Page MenuHomePhabricator

Use microformats on Wiktionary to improve term parsing
Closed, DeclinedPublic

Description

(task opened as a follow-up to a conversation with @GWicke at Wikimania)

There is an experimental definition term endpoint deployed which makes some assumptions on the HTML structure of the Wiktionary markup (cf. parseDefinition.js).

To avoid future maintenance problems and to scale up the extraction to other languages / Wiktionaries it would be helpful to have the Wiktionary templates already include semantic information in the output. On Wikisource this has already been done successfully (in the context of ebook metadata export).

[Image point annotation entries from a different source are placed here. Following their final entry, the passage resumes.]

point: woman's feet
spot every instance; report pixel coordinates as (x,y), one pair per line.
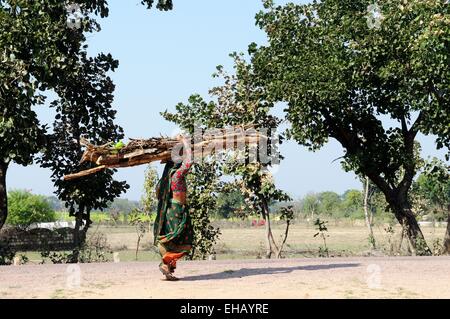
(168,272)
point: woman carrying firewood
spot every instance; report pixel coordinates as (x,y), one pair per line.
(173,228)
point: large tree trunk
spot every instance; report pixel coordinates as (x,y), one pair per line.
(271,246)
(3,194)
(406,218)
(80,232)
(367,215)
(447,236)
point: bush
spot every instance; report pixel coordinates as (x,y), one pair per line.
(26,209)
(7,254)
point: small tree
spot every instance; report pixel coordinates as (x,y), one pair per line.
(149,200)
(26,209)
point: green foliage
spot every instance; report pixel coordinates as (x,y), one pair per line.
(26,209)
(340,76)
(7,254)
(431,190)
(352,204)
(141,223)
(203,185)
(229,202)
(322,231)
(149,200)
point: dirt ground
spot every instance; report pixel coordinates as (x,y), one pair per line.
(359,277)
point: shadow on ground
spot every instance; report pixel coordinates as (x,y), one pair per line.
(246,272)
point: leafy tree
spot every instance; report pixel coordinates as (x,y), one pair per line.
(239,102)
(229,202)
(339,75)
(352,203)
(26,209)
(55,60)
(204,184)
(310,204)
(84,109)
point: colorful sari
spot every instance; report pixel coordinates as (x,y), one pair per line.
(173,228)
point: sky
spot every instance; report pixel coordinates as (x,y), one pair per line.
(167,56)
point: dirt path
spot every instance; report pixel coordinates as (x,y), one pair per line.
(400,277)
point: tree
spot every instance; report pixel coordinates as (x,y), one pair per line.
(310,204)
(55,60)
(204,185)
(31,64)
(433,185)
(339,73)
(149,199)
(330,203)
(26,209)
(228,202)
(368,213)
(84,109)
(239,102)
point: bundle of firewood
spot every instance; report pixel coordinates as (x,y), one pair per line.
(145,151)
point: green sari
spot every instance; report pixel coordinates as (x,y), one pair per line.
(173,227)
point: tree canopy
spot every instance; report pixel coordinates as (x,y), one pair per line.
(341,75)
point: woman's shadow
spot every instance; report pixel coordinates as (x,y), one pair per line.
(246,272)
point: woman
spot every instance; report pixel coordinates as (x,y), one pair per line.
(173,228)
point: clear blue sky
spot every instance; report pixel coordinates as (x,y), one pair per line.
(165,57)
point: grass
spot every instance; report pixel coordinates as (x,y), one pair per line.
(246,242)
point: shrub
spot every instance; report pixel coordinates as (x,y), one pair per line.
(26,209)
(7,254)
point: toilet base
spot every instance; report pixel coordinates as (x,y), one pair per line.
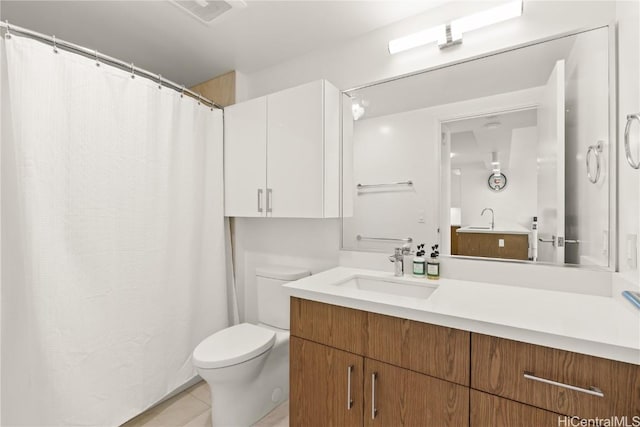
(244,402)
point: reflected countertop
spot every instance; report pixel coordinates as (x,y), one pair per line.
(513,229)
(588,324)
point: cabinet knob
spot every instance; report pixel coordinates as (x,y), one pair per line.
(374,411)
(349,400)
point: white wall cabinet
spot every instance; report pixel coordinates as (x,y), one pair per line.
(282,154)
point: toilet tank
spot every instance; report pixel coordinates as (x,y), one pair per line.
(273,300)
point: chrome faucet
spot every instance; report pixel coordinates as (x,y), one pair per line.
(398,262)
(492,216)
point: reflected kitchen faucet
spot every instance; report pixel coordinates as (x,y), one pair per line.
(492,216)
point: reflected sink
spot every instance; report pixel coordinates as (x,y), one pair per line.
(389,287)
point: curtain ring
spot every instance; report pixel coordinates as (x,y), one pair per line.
(7,35)
(627,149)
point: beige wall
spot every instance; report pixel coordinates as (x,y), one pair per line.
(220,89)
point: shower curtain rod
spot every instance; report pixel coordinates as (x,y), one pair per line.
(89,53)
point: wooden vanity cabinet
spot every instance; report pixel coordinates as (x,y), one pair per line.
(340,354)
(325,385)
(493,411)
(555,380)
(399,397)
(399,372)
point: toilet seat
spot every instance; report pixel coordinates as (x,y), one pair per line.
(232,346)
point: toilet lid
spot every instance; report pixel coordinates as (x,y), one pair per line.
(233,345)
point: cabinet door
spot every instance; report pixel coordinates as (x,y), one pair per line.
(399,397)
(488,410)
(295,152)
(245,153)
(325,386)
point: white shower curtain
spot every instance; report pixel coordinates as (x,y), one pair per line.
(113,244)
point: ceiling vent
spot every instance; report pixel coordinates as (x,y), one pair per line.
(207,11)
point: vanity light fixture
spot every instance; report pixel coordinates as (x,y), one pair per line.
(451,34)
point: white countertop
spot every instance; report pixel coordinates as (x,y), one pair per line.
(593,325)
(516,229)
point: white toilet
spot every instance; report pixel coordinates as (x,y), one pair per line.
(247,366)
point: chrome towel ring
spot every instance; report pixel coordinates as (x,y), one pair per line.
(627,148)
(596,150)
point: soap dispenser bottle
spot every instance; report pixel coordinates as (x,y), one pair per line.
(419,262)
(433,264)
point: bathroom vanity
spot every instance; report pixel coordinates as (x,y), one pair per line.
(491,243)
(367,349)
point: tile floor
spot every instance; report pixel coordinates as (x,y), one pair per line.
(191,409)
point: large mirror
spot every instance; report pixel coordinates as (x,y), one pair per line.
(505,157)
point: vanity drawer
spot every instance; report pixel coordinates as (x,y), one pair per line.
(494,411)
(523,372)
(433,350)
(338,327)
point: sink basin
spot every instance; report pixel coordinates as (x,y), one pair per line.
(389,287)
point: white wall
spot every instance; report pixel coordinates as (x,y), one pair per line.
(628,15)
(587,122)
(517,203)
(366,59)
(406,146)
(306,243)
(395,148)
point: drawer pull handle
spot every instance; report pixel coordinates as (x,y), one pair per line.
(349,400)
(374,411)
(269,201)
(593,391)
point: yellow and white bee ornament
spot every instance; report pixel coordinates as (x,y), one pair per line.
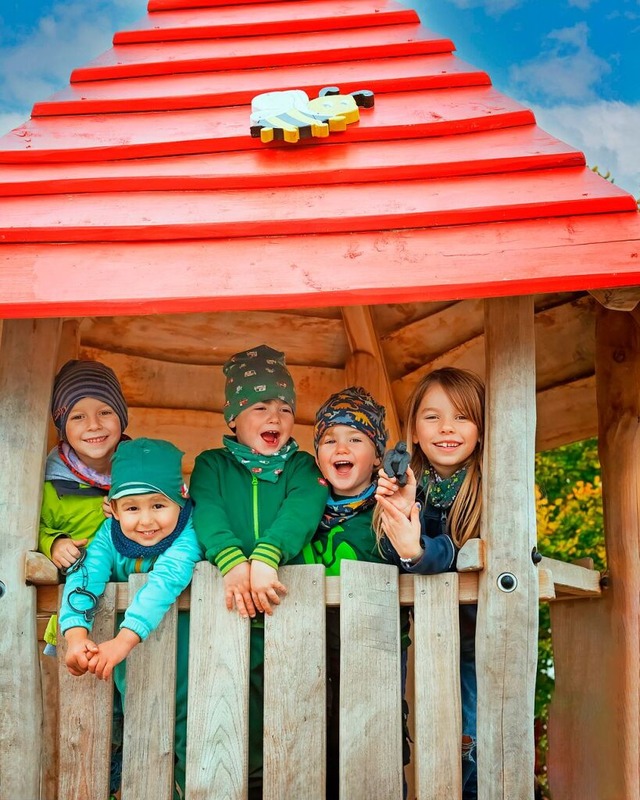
(290,116)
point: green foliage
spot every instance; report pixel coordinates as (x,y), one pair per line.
(569,521)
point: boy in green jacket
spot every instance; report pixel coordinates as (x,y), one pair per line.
(258,501)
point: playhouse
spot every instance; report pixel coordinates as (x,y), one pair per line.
(145,224)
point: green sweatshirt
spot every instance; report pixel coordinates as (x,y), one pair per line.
(353,540)
(237,516)
(77,516)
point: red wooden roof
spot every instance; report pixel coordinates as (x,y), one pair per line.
(138,188)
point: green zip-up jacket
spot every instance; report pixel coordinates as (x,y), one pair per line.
(352,540)
(238,517)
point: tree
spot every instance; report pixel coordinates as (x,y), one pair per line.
(569,521)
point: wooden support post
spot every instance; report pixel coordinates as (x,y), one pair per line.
(27,358)
(598,691)
(508,587)
(366,366)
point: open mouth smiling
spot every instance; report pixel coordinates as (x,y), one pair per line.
(343,467)
(271,438)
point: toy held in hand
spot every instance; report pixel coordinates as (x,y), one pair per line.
(396,461)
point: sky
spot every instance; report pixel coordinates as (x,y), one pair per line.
(575,63)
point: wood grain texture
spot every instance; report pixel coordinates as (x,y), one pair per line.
(507,623)
(370,733)
(179,132)
(617,381)
(152,216)
(199,55)
(147,769)
(366,366)
(240,86)
(218,722)
(86,712)
(211,338)
(295,688)
(27,356)
(278,17)
(585,759)
(436,639)
(563,254)
(155,383)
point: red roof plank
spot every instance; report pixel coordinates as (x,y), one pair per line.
(169,58)
(90,138)
(177,5)
(261,19)
(510,258)
(238,87)
(509,150)
(311,209)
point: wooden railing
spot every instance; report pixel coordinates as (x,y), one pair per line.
(369,596)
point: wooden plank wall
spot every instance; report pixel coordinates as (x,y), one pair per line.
(294,692)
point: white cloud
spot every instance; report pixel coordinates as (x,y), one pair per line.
(41,61)
(494,8)
(606,131)
(568,70)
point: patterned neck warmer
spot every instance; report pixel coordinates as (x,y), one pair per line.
(441,492)
(265,468)
(82,472)
(130,549)
(338,511)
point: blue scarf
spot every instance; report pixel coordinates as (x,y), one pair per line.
(337,511)
(130,549)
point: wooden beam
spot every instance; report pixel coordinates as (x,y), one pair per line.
(157,383)
(572,579)
(366,366)
(621,299)
(27,359)
(507,626)
(595,717)
(467,586)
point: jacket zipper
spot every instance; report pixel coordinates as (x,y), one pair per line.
(256,526)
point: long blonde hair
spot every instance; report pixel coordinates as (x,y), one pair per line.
(465,389)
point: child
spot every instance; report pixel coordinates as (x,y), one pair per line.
(90,415)
(445,424)
(350,438)
(258,501)
(151,531)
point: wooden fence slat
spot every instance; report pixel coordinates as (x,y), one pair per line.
(147,768)
(370,694)
(217,731)
(86,710)
(295,688)
(436,641)
(507,625)
(27,356)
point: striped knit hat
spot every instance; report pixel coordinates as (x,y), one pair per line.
(355,408)
(78,379)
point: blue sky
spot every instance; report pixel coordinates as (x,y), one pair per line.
(576,63)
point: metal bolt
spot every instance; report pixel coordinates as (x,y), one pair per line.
(507,582)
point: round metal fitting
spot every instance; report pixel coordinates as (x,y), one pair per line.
(507,582)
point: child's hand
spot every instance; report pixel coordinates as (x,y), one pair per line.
(110,653)
(403,533)
(106,508)
(79,650)
(265,586)
(65,551)
(402,497)
(237,590)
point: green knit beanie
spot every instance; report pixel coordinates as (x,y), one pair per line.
(146,466)
(255,376)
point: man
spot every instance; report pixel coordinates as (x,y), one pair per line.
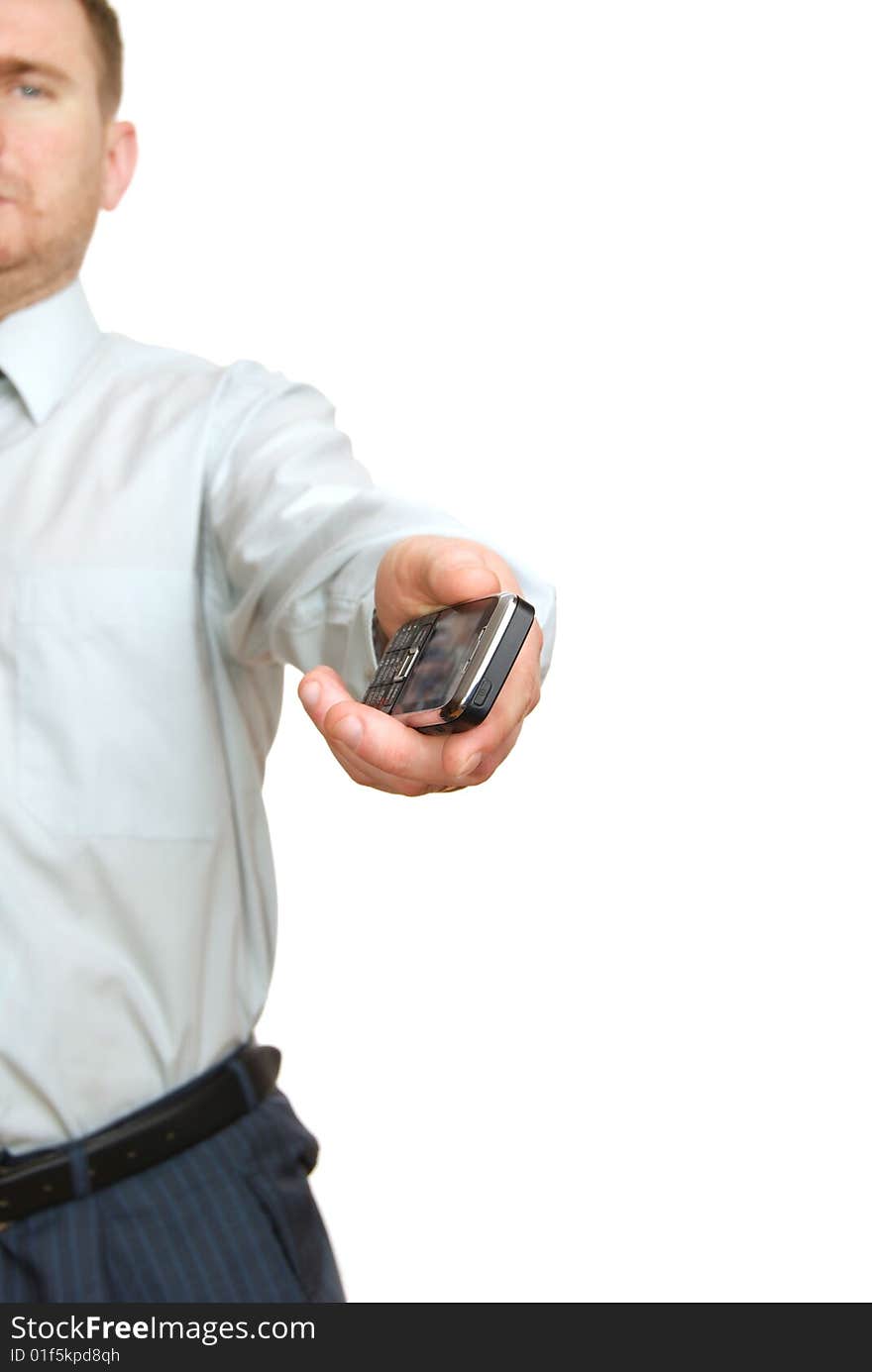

It would also be a good starting point for future Wikidata <–> Wiktionary integration work. There is already some minimal semantic information included in a few places, for example gender markers (cf. the Spanish entry casa):

<span class="gender">
  <abbr title="feminine gender">f</abbr>
</span>

A first step would be to formalize these conventions and implement them consistently on the English Wiktionary, then adapt the parsing code on the API side.

Thoughts?

Event Timeline

As I wrote by email a few minutes ago, I really like the idea of Wiktionary including more semantic markup. Without it, of course, efforts like the current content service endpoint are necessarily pretty brittle and not at all scalable to other languages. Also, I wrote the existing endpoint to parse just the information needed to match the product spec created by the design team (see T114949), but of course being able to expose the entire page content in a structured way would be much more useful.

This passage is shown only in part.